Em casa, nada de muito sofisticado, a começar pela churrasqueira,
na verdade um fogareiro barato de barro, com a grelha
equilibrada nas pernas de um tamborete. Baião de dois,
farofa e vinagrete acompanhavam a carne afogueada. Naquela
manhã de chuva fina, sentado numa rede na varanda, prato
na mão, ele prometeu retribuir o convite para um churrasco.
Depois veio com uma fala que ninguém esperava.
- Esse é o dia mais feliz da minha
vida.
E devia ser. Com a sensação de quem
vence uma guerra - disposição estampada no rosto apesar
dos efeitos da quimioterapia -, direcionou para mim
palavras de incentivo, para continuar acreditando. Eu,
ainda com o meu sofrimento que parecia interminável,
mas todos nós felizes...
Pena que era apenas uma batalha e
não a guerra. Outros problemas vieram na forma de caroços.
Novas cirurgias, quimioterapia e sessões de radioterapia.
Depois foi o rim que deixou de funcionar condenando
meu amigo à cruel rotina da hemodiálise. A família escondia
a parte pior do diagnóstico dos médicos; os amigos também
assim procediam. Nossas conversas continuavam sempre
que ia à casa dele. Ficávamos apenas eu e aquele homem
que, antes de sermos traídos pela saúde, mal havíamos
trocado umas poucas palavras. Numa dessas conversas
ele chorou, desesperado com o sofrimento e por não entender
o destino cruel que Deus lhe reservara. Eu também não
entendia - nem o dele, nem o meu -, mas dizia que não
nos restava outra opção senão continuar lutando. Que
a vida era como andar de bicicleta, se a gente parasse
de pedalar caía. Nada que merecesse citação num livro
de auto-ajuda, mas o que valia mesmo era o ato da conversa.
Descobri e passei a utilizar uma estratégia:
quando as lamentações se tornavam mais intensas falava
do meu sofrimento, do quanto era chato e interminável
o problema da visão. Aí não demorava e era ele que passava
a me dar força. Era interessante como suas feições mudavam
para melhor. Onde quer que esteja, amigo, me perdoe
pelo truque.
Mas nossas conversas giravam também
em torno de outros assuntos: a política, por exemplo.
Por causa do meu trabalho sempre era instado a dar notícias
relacionadas ao grupo político do ex-ministro Aluízio
Alves. Eu não tinha muito a contar, mas dava para saciar
a curiosidade dele. E, curiosamente, meu amigo morreu
no mesmo dia que o líder que lhe despertava tanto interesse
- 6 de maio de 2006. Não teve tempo de ver ou fazer
parte do mar de gente que acompanhou o cortejo e parou
Natal no dia seguinte.
O corpo, que seria velado na capela
do cemitério onde o ex-ministro foi enterrado, teve
que ser levado para um centro de velório, onde, à noite,
mantenho, por alguns instantes, apenas o olho esquerdo
aberto.

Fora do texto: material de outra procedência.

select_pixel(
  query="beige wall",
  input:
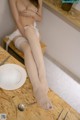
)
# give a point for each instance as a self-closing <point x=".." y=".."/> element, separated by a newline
<point x="6" y="21"/>
<point x="63" y="41"/>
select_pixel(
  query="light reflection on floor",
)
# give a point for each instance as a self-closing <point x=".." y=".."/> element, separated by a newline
<point x="63" y="84"/>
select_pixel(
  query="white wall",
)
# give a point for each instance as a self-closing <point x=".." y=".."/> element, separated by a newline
<point x="6" y="21"/>
<point x="63" y="41"/>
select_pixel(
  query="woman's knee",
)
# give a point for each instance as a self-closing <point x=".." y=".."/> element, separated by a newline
<point x="25" y="47"/>
<point x="21" y="44"/>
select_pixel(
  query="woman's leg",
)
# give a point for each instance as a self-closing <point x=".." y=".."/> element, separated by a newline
<point x="37" y="54"/>
<point x="39" y="93"/>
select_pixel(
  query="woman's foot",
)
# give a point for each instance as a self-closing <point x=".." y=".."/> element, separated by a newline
<point x="42" y="98"/>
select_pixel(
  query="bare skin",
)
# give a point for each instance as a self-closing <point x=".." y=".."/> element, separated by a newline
<point x="25" y="13"/>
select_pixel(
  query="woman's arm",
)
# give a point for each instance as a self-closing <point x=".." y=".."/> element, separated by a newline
<point x="16" y="16"/>
<point x="37" y="15"/>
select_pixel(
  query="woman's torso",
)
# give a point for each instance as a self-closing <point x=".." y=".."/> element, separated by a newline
<point x="21" y="6"/>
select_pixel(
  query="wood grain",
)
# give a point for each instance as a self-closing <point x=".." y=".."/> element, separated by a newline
<point x="9" y="101"/>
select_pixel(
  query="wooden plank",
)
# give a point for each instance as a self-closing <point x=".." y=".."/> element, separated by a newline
<point x="18" y="52"/>
<point x="9" y="101"/>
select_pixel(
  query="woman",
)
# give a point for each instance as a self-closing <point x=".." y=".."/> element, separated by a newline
<point x="26" y="39"/>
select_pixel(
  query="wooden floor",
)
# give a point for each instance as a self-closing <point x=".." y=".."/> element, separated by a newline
<point x="9" y="101"/>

Vejo apenas o vulto do caixão à minha frente;
as luzes são apenas clarões, nem dá para ver as coroas
de flores. Você, do mesmo jeito que eu, apenas estava
enganando seu amigo.
Quem sabe não chegou a hora de perguntar
a Deus por que ele lhe reservou um destino tão cruel?
Como alguém que pouco fez de errado na vida pôde sofrer
tanto nos últimos dias? Aproveite e pergunte por mim,
mande a resposta através de um sonho. Se for muito complicado
para Ele responder a subjetividade de um "porque",
a objetividade do "quando" já é suficiente.